Satan can look back on a career in which he's scored 363 goals and 725 points in 1,050 games going back to 1995. He started with Edmonton and has also played for the Islanders.

But it's in the playoffs, particularly against the Philadelphia Flyers, that Satan has been at his best. He has 20 goals and 53 points in 81 Stanley Cup Playoff games.

"I didn’t know about it until they told me this morning," Satan said of his dominance of the Flyers. "We’re just trying to win the series and I’m trying to help the team, so it’s my focus."

There's no question Satan is a little different. He's very proud and if he doesn't like a question, he'll take a reporter to task in his soft-spoken way.
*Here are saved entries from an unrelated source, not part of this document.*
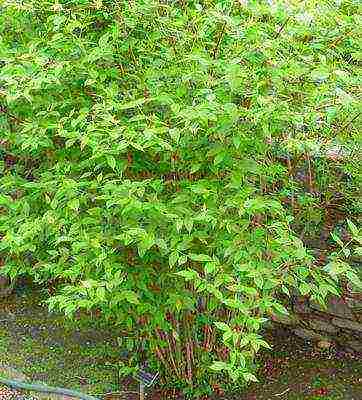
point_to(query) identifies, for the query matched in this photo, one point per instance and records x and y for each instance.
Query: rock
(286, 319)
(355, 345)
(11, 373)
(324, 344)
(336, 307)
(321, 325)
(307, 334)
(5, 287)
(355, 304)
(301, 307)
(347, 324)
Asked to describe his strong play in the playoffs, he responded, "Why should I explain it? It's your job. I don't have to explain it."

"You could see that this guy has experience and he has experience in big games as well. He was part of a Stanley Cup team last year. He's been through those situations. When we talk about guys who have experience, he's one of those guys. He's showing it. He's calm and very poised, very good with the puck."
-- Claude Julien

That pride extends to national pride. A reporter, realizing that Krejci and Satan grew up in Czechoslovakia before the countries split in 1993, asked him if he and Krejci, a Czech, speak to each other on the ice in a language other than English.
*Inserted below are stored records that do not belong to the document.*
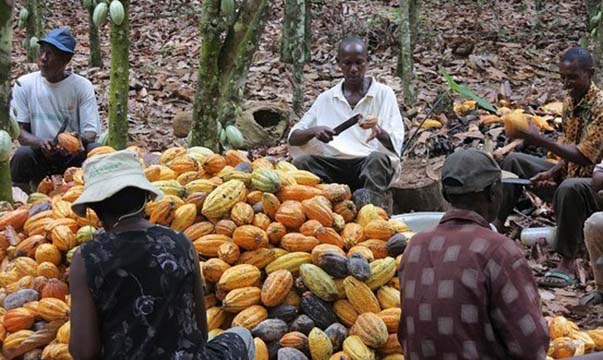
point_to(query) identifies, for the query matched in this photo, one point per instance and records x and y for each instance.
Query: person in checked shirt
(467, 292)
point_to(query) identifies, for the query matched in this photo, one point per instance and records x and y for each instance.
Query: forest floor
(513, 57)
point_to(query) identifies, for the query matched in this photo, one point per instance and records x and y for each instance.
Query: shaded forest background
(501, 49)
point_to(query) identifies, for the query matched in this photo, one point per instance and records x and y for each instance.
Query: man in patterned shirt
(567, 184)
(467, 292)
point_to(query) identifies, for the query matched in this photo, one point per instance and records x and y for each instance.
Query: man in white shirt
(364, 159)
(43, 103)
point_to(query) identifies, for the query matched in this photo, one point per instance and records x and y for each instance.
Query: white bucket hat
(105, 175)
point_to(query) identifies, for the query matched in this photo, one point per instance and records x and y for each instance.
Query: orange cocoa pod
(70, 143)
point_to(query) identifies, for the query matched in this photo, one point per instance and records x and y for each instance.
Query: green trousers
(573, 201)
(371, 175)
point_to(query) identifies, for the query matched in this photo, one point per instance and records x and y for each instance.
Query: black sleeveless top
(142, 284)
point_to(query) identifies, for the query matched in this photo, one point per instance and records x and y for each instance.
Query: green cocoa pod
(85, 234)
(234, 136)
(23, 14)
(13, 128)
(70, 254)
(103, 139)
(100, 14)
(33, 43)
(228, 8)
(117, 12)
(5, 145)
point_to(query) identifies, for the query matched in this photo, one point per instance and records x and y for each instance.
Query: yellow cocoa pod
(320, 345)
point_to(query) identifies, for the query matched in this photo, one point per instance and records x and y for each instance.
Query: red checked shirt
(468, 293)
"Well, I speak Slovak and he speaks Czech …" Satan started.

"Come on, you speak Czech," he was challenged.

"I understand. I could speak it if I tried, but it's no need. We both understand our language. Like I said, we don't speak on the ice. There's no need, we just play."

Krejci had a different story.

"We speak in our language on the ice so that helps, too," Krejci said. "But I know what he can do. He has great hands, so we try to help each other out there and that's what's happening right now. He's hot lately, so hopefully he'll stay hot and I'll try to help him as much as I can."

There's no question Satan marches to a different beat and right now, that beat is banging in the Flyers' heads like a big bass drum.